The smoke rising from Beirut--and the entire country--is from the flaming barricades erected by the opposition in an effort to shut down the country. Bussed in from Hezbollah strongholds in the south, commandos have fanned out across Lebanon to man blockades at crucial intersections. Working since the crack of dawn, they seem to have done a good job. By the time I get out of my apartment at 9 a.m., the only person I see on the street is a bedraggled-looking opposition supporter in designer jeans and a dirty undershirt who leers at me and says, "Welcome to hell."
Many of them have never been to Beirut before--a city they consider the playground of the rich and corrupt. So, to many of them, trashing the city seems to be an end unto itself.
"When Siniora doesn't hear the voice of his people, the people have to attack him," Abdul Karim Sulh, a Hezbollah activist, tells me as he takes a break from stacking tires. "He is corrupt, and we will destroy everything in our path to destroy his government."
"We're also trying to stop American hegemony of Lebanon," pipes in fellow Hezbollah member Mohammad. "We are so happy when American soldiers are killed in Iraq because they are the ones responsible for our deaths here," he says, referring to the tacit American endorsement of Israel's attacks this summer. Mohammad fears that "America is trying to get the Sunnis out of Iraq and the Shia out of Lebanon" in order to create a balance of power in the region--a fear that receives nods of approval from the Hezbollah mob that has gathered around us.

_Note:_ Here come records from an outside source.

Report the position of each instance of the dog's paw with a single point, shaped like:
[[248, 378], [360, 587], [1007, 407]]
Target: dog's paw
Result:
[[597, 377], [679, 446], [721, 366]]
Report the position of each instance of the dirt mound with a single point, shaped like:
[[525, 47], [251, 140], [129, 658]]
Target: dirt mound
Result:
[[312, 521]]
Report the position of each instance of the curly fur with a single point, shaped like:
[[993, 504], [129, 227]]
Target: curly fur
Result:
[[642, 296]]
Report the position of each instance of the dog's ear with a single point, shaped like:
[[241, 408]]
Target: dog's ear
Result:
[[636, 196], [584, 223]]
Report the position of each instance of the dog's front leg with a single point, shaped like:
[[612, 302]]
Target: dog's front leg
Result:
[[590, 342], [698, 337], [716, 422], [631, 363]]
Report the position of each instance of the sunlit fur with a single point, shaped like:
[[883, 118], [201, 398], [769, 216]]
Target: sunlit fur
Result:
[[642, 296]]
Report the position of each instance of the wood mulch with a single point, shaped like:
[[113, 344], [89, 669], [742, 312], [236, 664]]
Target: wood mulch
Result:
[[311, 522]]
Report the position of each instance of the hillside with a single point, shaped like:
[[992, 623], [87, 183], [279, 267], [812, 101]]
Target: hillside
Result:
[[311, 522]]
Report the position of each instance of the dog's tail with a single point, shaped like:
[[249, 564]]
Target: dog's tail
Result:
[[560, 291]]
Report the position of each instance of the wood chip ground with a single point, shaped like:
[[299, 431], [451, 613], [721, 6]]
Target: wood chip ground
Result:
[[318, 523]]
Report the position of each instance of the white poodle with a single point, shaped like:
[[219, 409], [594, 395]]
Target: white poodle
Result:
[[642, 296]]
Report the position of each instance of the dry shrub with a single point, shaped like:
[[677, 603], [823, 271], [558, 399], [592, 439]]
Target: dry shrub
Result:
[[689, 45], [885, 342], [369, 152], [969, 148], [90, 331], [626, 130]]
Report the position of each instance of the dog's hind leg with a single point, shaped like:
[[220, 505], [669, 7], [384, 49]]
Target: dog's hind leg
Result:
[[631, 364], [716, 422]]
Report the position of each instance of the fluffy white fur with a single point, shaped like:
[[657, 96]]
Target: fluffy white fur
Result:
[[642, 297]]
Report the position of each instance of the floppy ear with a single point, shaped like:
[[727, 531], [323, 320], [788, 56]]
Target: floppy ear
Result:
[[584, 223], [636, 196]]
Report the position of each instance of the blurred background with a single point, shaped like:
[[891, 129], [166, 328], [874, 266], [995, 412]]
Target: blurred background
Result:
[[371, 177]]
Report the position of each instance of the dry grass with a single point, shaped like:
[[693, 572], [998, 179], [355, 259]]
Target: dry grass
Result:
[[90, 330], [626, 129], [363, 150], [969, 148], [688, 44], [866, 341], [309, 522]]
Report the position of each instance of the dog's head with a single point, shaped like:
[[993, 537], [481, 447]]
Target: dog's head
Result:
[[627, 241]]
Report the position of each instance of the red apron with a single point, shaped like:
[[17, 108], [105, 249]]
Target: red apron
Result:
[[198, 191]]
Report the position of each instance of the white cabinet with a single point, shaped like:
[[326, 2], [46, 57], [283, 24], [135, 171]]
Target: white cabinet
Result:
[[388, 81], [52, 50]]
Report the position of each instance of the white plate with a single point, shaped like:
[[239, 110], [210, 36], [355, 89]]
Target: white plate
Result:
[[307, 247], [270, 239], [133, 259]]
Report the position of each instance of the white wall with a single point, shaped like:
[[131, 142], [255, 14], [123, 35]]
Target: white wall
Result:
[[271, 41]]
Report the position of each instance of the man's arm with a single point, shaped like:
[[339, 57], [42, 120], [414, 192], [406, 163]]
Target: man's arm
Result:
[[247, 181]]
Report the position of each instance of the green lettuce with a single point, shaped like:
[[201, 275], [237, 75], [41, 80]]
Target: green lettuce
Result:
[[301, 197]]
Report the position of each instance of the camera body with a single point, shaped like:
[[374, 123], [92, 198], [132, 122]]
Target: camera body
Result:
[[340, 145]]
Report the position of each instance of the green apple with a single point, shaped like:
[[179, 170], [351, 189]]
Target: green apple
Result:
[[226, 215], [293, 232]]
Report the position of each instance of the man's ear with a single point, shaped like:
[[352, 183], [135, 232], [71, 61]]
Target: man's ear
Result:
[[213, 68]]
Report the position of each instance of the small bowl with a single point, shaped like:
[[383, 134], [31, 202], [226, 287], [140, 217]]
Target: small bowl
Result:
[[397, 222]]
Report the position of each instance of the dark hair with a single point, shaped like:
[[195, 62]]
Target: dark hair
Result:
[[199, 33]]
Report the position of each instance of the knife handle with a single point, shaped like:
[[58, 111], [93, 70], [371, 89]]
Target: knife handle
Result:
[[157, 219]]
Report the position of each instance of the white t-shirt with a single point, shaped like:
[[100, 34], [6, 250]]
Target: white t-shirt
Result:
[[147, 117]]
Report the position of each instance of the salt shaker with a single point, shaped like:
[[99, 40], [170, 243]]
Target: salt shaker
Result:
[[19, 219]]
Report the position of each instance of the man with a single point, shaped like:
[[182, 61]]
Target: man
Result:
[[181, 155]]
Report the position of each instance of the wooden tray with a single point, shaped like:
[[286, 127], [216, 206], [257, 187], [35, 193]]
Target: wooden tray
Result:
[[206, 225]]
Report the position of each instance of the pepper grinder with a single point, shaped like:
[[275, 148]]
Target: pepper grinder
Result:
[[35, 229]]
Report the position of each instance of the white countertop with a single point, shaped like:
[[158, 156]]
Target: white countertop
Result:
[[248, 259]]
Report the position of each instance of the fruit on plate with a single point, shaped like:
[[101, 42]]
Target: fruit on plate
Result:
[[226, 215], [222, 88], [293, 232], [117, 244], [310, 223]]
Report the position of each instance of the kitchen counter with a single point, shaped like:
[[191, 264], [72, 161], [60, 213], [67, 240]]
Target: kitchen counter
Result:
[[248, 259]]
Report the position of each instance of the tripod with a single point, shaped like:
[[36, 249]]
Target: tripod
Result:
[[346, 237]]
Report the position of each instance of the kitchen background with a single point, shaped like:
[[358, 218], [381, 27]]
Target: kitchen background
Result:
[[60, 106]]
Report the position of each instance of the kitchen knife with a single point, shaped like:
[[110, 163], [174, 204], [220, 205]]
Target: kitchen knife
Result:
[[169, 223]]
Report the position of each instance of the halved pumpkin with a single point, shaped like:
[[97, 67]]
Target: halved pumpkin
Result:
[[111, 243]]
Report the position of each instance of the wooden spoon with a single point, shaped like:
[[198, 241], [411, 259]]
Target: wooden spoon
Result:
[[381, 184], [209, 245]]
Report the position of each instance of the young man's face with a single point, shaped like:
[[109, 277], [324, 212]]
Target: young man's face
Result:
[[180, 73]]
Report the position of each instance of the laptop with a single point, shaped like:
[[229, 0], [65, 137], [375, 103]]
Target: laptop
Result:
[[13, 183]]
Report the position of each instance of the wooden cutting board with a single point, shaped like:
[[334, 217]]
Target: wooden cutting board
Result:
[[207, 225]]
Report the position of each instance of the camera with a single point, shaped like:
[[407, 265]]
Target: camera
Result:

But the closing of major traffic arteries hasn't stopped Beirutis from their well-pampered lifestyles--a resiliency developed during decades of civil war and, more recently, bombardment by Israel. A middle-aged women in a track suit and headband jogs past me, wearing a facemask to ensure that the burnt-tire fumes don't get in the way of her morning run. When Hezbollah shut down the airport road, travelers discarded their vehicles at the barricades and just rolled their suitcases down the highway. And Starbucks, of course, is overflowing with customers.
Ah, Lebanon..., Lebanon.
This represents the third sustained attempt on the part of Hiz'bullah to overthrow the elected regime. It may succeed, but it's hard to take seriously revolutionaries who interrupt their demonstration to tell a reporter, "You are from L.A.? I hate America, but I love Kobe Bryant."